- Parliament of the United Kingdom
- Long title: An Act for the Incorporation of the Wharves and Warehouses Steam Power and Hydraulic Pressure Company; and for other purposes.
- Citation: 34 & 35 Vict. c. cxxi

Dates
- Royal assent: 13 July 1871

Text of statute as originally enacted

= London Hydraulic Power Company =

Former UK business 1883–1977

The London Hydraulic Power Company was established in 1883 to install a hydraulic power network in London. This expanded to cover most of central London at its peak, before being replaced by electricity, with the final pump house closing in 1977.

==History==

The company was set up by an act of Parliament, the London Hydraulic Power Act 1884 (47 & 48 Vict. c. lxxii), sponsored by railway engineer Sir James Allport, (Note: Some accounts incorrectly name him as Sir John Allport.
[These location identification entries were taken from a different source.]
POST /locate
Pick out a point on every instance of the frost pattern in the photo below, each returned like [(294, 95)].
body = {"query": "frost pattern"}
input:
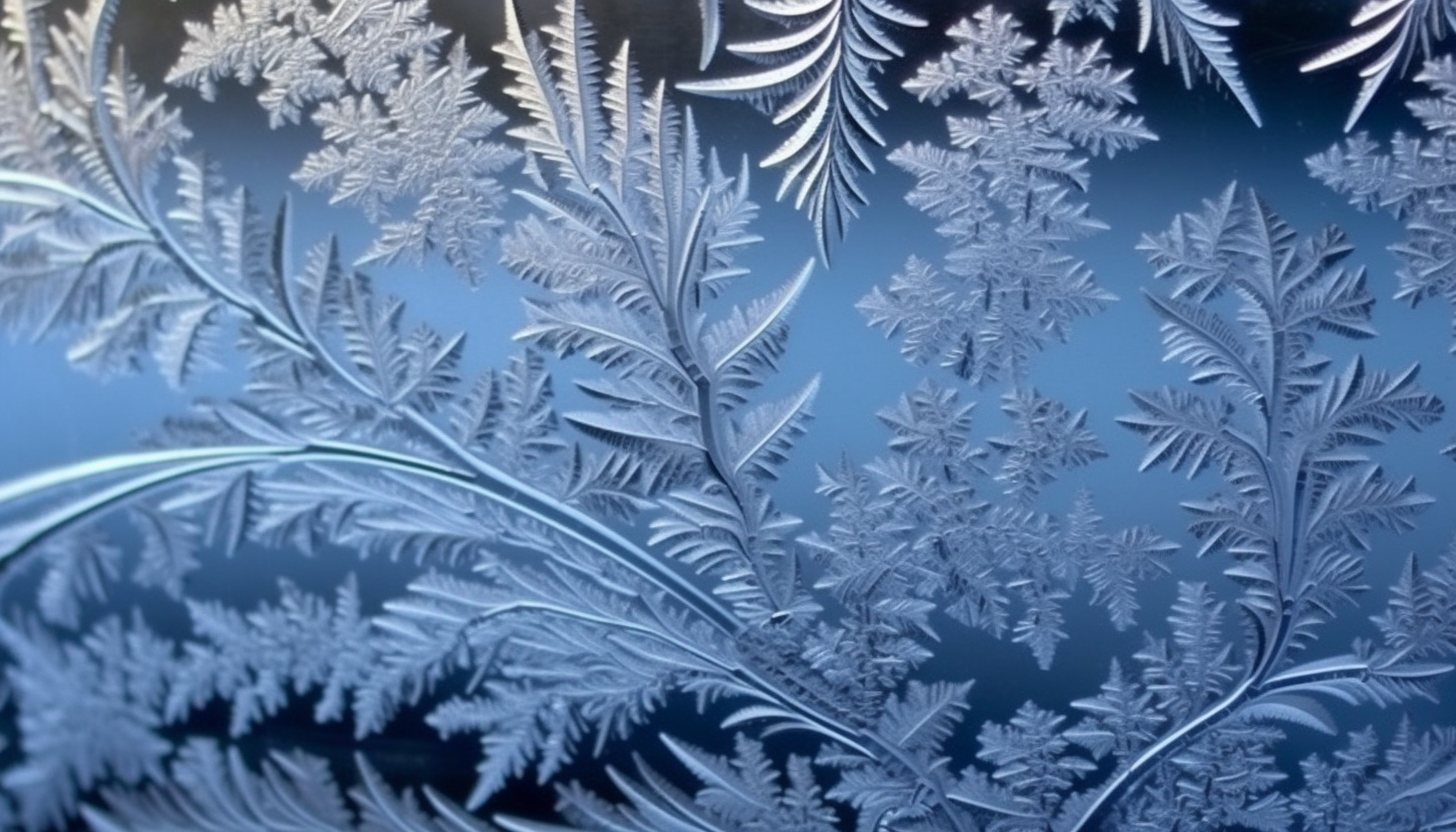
[(1190, 32), (529, 621), (1008, 195), (1413, 181), (819, 77), (380, 83), (1389, 35)]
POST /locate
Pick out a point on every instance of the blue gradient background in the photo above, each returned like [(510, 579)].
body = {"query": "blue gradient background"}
[(51, 414)]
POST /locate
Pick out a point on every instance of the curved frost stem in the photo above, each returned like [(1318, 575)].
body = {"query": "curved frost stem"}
[(141, 204), (22, 179), (182, 464)]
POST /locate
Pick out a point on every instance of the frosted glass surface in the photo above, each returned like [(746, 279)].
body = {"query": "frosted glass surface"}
[(727, 416)]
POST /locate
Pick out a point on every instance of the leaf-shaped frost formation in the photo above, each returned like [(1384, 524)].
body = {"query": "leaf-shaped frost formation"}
[(380, 85), (1388, 35), (1008, 195), (819, 77), (654, 229)]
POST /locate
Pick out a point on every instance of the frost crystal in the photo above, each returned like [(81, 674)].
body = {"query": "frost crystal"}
[(599, 586)]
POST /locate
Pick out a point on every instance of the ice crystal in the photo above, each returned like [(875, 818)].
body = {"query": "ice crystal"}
[(571, 571)]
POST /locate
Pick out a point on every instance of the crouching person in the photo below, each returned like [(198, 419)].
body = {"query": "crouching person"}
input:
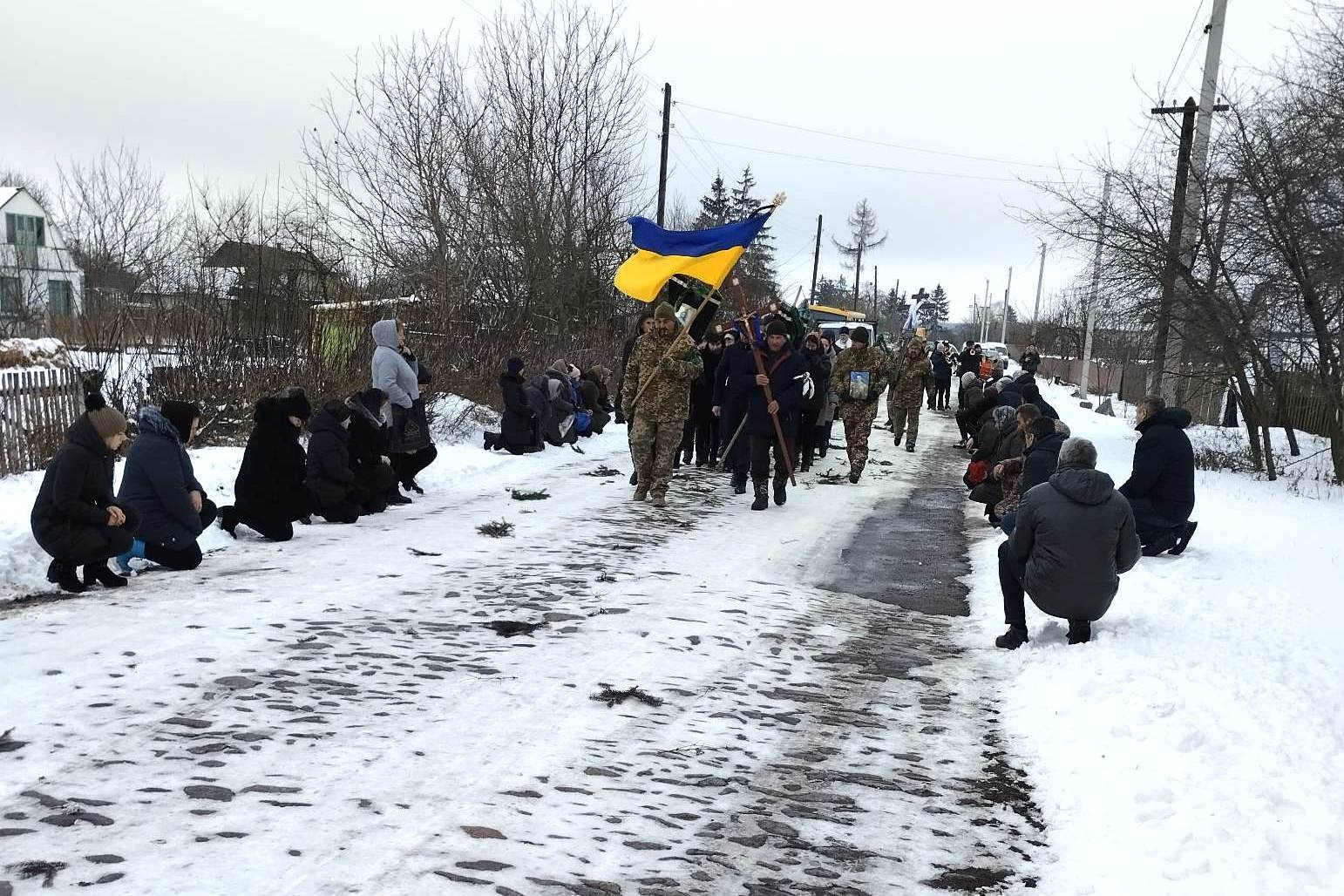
[(1074, 536), (329, 477), (375, 479), (269, 493), (161, 486), (76, 518)]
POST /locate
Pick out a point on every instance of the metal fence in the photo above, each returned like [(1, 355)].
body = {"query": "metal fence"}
[(37, 407)]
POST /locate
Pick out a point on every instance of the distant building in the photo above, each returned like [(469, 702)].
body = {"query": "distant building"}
[(39, 280)]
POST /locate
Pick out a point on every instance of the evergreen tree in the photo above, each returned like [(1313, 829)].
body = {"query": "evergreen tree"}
[(936, 309), (716, 206)]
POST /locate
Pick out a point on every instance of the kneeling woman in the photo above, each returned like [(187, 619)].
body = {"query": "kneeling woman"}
[(161, 486), (76, 518)]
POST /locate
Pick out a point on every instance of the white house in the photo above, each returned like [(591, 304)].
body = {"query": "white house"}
[(39, 280)]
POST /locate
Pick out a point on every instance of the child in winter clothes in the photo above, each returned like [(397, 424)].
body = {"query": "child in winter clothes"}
[(329, 477), (269, 493), (161, 486), (76, 518)]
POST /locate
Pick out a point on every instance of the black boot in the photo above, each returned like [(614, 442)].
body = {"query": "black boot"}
[(64, 575), (102, 575), (1014, 638), (1183, 539)]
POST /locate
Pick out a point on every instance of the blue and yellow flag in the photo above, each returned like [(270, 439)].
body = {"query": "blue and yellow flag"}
[(703, 255)]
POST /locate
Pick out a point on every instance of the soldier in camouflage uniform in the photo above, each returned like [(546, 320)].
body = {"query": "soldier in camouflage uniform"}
[(858, 410), (913, 377), (667, 362)]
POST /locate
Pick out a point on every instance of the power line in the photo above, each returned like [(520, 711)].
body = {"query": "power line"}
[(859, 164), (872, 143)]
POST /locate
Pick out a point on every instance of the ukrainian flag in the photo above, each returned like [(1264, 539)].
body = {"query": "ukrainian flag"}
[(703, 255)]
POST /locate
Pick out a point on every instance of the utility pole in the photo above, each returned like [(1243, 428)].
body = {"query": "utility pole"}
[(662, 161), (1096, 293), (816, 262), (1041, 280)]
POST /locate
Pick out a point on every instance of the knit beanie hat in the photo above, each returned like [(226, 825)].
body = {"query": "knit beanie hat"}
[(180, 414), (292, 401), (106, 421)]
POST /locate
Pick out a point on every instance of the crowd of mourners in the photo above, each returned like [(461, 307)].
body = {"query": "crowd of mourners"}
[(758, 397)]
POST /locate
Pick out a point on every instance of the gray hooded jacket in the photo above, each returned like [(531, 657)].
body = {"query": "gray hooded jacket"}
[(391, 372), (1076, 535)]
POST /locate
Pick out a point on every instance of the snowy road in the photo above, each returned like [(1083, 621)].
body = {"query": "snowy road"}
[(334, 716)]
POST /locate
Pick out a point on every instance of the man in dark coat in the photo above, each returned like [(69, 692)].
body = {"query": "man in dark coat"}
[(269, 493), (76, 518), (519, 424), (1074, 536), (784, 372), (375, 479), (734, 379), (160, 485), (1162, 486), (329, 476)]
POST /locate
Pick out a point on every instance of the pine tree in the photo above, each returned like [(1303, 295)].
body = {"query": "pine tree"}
[(756, 270), (863, 233), (716, 207), (936, 309)]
Sir James had direct experience of hydraulic power, having deployed the technology to power cranes at Newcastle-upon-Tyne Central railway station.) to install a network of high-pressure cast iron water mains under London. It merged the Wharves and Warehouses Steam Power and Hydraulic Pressure Company, founded in 1871 by Edward B. Ellington, and the General Hydraulic Power Company, founded in 1882. The network gradually expanded to cover an area mostly north of the Thames from Hyde Park in the west to Docklands in the east.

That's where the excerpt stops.